Tarlatamab for ES-SCLC

Prof Dr Luis Paz-Ares, a medical oncologist at the 12 de Octubre University Hospital in Madrid, summarises his presentation from the session ‘New drugs in oncology: incorporation into practice’. He starts with a comprehensive overview of recent advances in the treatment of SCLC, focusing on the clinical development and impact of tarlatamab, a novel bispecific T-cell engager. SCLC remains a particularly aggressive malignancy, characterised by rapid progression, high metastatic potential, and poor long-term survival outcomes. Despite initial responses to standard first-line treatments, typically a combination of chemotherapy and PD-1/PD-L1 inhibitors, disease relapse is almost universal, and long-term survivorship is rare. Given these limitations, there is an urgent need for innovative therapeutic strategies capable of overcoming mechanisms of immune evasion intrinsic to this disease.

One such mechanism involves the frequent downregulation of MHC class I molecules and disruption of antigen presentation pathways in SCLC, limiting the efficacy of conventional immune checkpoint blockade. T-cell engagers represent a rational approach to bypass these defects by directly recruiting and activating T-cells against tumour cells through non-MHC-dependent mechanisms. Tarlatamab, in particular, has been engineered to simultaneously bind CD3 on T-cells and DLL3 on SCLC cells. DLL3 is an aberrantly expressed surface protein found in the vast majority of SCLC tumours, with minimal expression in normal tissues, making it an attractive and selective therapeutic target.

Clinical development of tarlatamab has progressed through early-phase trials in patients with relapsed SCLC, consistently demonstrating promising efficacy. Response rates in these studies have ranged from 35% to 40%, with median PFS between 4.5 and 5 months. Notably, mature follow-up from phase 1 studies revealed a median OS exceeding 18 months in some cohorts, a significant improvement for this historically treatment-refractory disease. At ASCO, Dr Charles Rudin presented results from a pivotal phase 3 randomised trial comparing tarlatamab to standard second-line chemotherapy. The study confirmed a clear survival benefit, with tarlatamab extending median OS from 8 to 13 months and achieving a hazard ratio of 0.6, firmly establishing its clinical value in this setting.

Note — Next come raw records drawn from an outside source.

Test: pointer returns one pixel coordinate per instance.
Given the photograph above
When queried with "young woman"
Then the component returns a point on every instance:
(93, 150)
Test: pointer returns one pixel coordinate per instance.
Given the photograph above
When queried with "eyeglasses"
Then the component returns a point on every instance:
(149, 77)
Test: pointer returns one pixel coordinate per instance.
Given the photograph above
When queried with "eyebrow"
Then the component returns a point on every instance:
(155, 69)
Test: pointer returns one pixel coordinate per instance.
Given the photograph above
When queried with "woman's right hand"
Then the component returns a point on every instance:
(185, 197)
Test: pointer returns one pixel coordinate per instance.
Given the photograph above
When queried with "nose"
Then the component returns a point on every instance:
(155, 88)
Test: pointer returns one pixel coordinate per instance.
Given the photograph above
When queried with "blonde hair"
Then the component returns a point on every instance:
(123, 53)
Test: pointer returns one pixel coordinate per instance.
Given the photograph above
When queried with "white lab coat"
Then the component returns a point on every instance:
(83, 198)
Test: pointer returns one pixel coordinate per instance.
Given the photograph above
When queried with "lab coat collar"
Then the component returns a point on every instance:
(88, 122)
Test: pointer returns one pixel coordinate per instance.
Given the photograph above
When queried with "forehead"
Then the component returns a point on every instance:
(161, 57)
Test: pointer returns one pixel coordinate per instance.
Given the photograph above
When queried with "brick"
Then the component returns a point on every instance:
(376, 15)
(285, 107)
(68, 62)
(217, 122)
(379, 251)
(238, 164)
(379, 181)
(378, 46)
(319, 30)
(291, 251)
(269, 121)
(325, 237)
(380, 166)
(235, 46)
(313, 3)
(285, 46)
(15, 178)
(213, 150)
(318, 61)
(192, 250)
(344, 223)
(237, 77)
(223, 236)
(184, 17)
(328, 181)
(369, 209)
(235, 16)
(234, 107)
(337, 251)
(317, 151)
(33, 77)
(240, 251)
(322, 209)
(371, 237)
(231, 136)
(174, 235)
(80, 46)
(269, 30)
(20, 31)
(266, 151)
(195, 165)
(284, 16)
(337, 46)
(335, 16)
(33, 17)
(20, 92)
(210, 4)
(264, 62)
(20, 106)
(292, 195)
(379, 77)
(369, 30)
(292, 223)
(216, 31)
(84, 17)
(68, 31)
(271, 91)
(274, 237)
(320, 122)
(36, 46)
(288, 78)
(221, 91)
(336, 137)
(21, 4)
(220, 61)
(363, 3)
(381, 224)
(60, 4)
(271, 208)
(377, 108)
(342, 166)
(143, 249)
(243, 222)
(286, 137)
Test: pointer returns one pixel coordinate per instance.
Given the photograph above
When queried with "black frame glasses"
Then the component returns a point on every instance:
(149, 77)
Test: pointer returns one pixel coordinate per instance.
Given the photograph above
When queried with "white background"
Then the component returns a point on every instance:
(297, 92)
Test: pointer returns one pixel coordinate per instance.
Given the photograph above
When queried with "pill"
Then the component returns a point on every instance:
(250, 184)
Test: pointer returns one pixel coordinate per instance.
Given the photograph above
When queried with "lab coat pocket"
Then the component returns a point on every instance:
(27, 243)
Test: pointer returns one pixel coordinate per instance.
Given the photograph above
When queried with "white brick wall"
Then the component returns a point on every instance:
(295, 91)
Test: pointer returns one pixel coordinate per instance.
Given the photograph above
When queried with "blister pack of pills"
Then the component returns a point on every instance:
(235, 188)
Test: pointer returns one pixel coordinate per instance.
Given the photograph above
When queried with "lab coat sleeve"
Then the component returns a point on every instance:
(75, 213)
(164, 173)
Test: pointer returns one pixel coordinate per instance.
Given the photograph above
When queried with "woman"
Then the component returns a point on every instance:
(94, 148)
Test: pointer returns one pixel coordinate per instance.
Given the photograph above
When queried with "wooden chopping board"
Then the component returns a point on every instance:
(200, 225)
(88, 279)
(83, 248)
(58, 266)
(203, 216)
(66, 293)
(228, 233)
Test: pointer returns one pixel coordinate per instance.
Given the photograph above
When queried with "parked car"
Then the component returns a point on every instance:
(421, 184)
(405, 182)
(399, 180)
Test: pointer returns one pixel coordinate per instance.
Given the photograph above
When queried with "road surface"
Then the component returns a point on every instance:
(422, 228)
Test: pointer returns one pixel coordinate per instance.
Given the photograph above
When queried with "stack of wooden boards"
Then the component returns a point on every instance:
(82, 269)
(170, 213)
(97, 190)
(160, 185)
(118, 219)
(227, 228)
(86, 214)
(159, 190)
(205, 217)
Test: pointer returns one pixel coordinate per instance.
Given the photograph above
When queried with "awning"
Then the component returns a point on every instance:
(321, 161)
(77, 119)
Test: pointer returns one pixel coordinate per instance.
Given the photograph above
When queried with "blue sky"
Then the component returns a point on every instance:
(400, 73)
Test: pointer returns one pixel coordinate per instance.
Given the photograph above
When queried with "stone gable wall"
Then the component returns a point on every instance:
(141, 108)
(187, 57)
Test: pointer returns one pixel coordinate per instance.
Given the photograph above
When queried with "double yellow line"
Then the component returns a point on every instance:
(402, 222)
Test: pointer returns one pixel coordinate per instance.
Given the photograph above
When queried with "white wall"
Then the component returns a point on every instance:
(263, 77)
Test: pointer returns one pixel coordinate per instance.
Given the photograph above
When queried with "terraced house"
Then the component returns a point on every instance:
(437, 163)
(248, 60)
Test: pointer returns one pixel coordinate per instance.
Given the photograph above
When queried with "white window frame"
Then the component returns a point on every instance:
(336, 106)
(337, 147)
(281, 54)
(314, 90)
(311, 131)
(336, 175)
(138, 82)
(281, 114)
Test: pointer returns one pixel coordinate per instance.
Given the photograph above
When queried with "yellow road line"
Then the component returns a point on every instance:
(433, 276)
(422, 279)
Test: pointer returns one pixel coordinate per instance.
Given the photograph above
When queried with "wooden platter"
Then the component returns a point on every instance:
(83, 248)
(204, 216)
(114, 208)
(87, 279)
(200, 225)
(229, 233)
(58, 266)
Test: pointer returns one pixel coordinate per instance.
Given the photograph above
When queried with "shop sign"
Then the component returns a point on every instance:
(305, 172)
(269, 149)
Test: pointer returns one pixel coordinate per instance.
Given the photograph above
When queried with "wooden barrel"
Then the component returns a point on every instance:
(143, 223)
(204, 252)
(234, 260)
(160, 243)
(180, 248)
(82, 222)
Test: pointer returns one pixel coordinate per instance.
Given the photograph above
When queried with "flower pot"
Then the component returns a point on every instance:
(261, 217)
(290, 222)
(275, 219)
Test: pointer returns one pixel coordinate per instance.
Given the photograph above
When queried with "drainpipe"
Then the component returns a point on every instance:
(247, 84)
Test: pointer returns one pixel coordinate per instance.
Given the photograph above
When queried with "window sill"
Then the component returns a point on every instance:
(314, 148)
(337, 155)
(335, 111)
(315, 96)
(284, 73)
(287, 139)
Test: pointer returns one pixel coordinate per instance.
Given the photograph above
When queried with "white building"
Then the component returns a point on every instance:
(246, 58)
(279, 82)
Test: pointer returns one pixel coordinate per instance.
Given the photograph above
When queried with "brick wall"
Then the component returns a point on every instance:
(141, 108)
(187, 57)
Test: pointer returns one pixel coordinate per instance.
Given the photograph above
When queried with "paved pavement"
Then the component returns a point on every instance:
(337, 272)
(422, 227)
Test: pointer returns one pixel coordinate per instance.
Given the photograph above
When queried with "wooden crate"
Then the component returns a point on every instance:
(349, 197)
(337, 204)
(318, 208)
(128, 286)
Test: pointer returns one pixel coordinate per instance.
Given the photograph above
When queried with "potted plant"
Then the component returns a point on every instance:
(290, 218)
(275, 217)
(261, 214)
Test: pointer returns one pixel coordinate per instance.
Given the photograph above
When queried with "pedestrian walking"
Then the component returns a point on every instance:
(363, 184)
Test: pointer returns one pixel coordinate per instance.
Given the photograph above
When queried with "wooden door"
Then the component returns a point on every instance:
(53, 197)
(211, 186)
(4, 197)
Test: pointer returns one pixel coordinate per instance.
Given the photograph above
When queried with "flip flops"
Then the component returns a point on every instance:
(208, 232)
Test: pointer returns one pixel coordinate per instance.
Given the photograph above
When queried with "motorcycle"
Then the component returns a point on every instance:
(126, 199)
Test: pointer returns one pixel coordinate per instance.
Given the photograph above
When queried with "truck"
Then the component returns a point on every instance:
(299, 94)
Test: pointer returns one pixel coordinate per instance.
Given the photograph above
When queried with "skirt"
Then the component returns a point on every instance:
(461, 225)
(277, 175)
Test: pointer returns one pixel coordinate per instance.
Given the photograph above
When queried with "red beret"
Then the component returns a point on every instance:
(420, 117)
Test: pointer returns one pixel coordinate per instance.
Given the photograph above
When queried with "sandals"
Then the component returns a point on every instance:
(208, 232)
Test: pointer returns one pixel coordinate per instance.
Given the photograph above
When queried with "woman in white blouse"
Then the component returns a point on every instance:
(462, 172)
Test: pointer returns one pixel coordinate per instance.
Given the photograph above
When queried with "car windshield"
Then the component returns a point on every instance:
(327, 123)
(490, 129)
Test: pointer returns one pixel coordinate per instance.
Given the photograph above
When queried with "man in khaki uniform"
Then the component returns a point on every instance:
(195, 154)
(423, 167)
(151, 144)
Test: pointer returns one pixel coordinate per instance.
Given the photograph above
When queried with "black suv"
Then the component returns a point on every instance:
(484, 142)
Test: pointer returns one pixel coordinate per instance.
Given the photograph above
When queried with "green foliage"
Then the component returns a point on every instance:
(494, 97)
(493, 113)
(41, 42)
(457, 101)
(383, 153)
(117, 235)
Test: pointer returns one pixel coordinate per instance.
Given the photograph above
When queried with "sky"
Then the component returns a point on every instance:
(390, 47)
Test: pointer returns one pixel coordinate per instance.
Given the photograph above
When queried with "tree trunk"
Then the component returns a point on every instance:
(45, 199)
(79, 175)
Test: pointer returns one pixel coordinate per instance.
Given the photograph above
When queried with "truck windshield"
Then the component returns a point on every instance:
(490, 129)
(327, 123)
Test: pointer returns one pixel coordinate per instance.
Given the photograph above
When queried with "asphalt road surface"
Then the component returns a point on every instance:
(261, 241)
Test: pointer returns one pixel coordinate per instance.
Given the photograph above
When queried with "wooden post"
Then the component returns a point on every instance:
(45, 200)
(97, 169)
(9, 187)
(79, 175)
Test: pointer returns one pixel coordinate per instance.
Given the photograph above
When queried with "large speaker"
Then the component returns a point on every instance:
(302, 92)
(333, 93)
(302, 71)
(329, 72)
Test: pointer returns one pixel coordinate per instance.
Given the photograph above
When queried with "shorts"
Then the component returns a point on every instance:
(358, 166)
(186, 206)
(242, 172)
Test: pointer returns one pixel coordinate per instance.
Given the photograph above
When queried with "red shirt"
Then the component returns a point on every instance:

Regarding safety, tarlatamab was generally well tolerated, with a manageable toxicity profile. The primary adverse events of concern were cytokine release syndrome (CRS) and immune effector cell-associated neurotoxicity syndrome (ICANS). CRS was observed in approximately 50% to 60% of patients, predominantly of mild (grade 1) or moderate (grade 2) severity, while grade 3 events were rare, occurring in only 0% to 5% of patients depending on the study, and approximately 1% in the phase 3 trial. ICANS occurred less frequently, with an incidence of 8% to 10%, typically mild and self-limiting. Crucially, these adverse events were most common during the initial infusions. The implementation of mitigation strategies, including step-dosing protocols (initiating with a 1 mg dose before escalating to 10 mg) and prophylactic administration of dexamethasone, significantly reduced the incidence and severity of these toxicities. 

Initially, hospitalisation for monitoring during the first 24 to 48 hours post-infusion was standard practice. However, subsequent experience has indicated that, in carefully selected patients—those living near treatment centers and with continuous caregiver support—ambulatory administration with post-infusion observation and daily follow-up can be safely implemented without compromising patient outcomes. These adaptations have improved the feasibility of tarlatamab in routine clinical practice.